Premiere of "Roofsliding" at BYU's Pardoe Theatre March 21

Play by Morag Plaice Shepherd examines the dark side of friendship

“Roofsliding,” a new play written by Brigham Young University theatre and media arts graduate student Morag Plaice Shepherd, will premiere Friday, March 21, in the Pardoe Theatre at Brigham Young University.

The play will be performed through Friday, April 4, except Sundays and Mondays. Evening performances, including dress rehearsals on March 19 and 20, will begin at 7:30 p.m. The matinee performance on Saturday, March 29, will begin at 2 p.m. Tickets are $14 for the general public or $9 for weeknight tickets and $10 for weekend tickets with a BYU or student ID. Tickets to dress rehearsal performances and the Saturday matinee are $7.

To purchase tickets, visit the Fine Arts Ticket Office, performance.byu.edu or call (801) 422-4322.

Hearing neighborhood sounds through their Scottish row house walls, the three families in “Roofsliding” begin to reveal their desires and weaknesses. Competition heats up as friends engage in a rivalry worthy of the greatest soccer match ever played — but are these best friends their own worst enemies?

“There is a new awareness about those close to us who do not support us a hundred percent of the time,” said dramaturge Eric Perkins. “This is not a requiem for ‘yes-men,’ but rather a consciousness that many people have associates who do not always positively influence their lives. As the Scottish proverb goes, ‘False friends are worse than bitter enemies,’” Perkins said.

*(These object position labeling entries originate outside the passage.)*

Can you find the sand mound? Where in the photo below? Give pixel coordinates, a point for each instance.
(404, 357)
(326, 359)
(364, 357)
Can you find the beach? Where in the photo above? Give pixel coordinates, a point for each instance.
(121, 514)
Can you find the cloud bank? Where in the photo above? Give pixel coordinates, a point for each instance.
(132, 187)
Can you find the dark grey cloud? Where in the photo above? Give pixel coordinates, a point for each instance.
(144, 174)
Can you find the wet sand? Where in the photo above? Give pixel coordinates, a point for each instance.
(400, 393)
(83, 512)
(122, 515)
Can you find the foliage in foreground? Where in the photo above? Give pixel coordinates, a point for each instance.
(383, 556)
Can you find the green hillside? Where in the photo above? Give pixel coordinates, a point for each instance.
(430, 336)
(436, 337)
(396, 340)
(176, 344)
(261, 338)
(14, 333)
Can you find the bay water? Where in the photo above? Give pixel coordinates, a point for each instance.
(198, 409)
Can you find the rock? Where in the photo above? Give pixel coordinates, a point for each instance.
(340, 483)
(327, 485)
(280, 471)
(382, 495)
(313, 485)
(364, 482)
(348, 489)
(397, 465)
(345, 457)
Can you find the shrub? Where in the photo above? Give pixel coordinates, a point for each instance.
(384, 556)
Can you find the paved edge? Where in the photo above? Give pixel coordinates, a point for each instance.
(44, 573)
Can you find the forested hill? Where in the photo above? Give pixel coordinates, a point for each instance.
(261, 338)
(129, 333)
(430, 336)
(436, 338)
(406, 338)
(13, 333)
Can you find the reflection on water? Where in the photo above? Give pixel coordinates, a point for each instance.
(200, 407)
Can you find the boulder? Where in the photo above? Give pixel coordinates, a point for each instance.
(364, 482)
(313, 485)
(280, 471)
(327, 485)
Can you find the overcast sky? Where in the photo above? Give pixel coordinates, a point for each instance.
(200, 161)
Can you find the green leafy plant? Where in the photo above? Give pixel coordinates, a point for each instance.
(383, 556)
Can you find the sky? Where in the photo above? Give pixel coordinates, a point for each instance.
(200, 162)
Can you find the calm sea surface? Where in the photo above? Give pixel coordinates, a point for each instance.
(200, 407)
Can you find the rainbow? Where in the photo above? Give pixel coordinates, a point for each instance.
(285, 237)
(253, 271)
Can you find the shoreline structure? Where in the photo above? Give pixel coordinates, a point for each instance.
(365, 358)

In approaching this new work, director and Theatre and Media Arts Department chair Rodger Sorensen recalled his own days of curiosity, imagination and possibility spent in his favorite childhood place — the backyard — as he pondered the themes and messages in “Roofsliding.”

“Backyards were filled with breached and broken boundaries, chaotic networks of trails and hiding places, shadows, crickets, spiders, snakes,” Sorensen said. “We owned that world, the great wonder of our lives. What was beyond the borders of our sight? What would we become when we broke those barriers? What would it be like, and when would we begin thejourney?”

The cast includes Lauren Noll as Francis, Allison Belnap as Granny, Andrew Veenstra as James, Caitlin Wise as Janice, Julie Saunders as Mum, Maggie Laurencell as Alex, Brighton Hertford as Rachael, Hank Florence as Cirks, Matt Duncan and Spencer Duncan as McKay and Leah Florence as Michelle.

Joining Sorensen on the production staff are Eric Perkins, dramaturg; Mitchell Glass, production stage manager; Jennifer Mortensen, scenic designer; Hollie Tippetts, costume designer; Melissa Luke, makeup and hair designer; Matthew Georgeson, lighting designer; Christina Tibbetts, sound designer; and Emily Burnworth, dialect coach.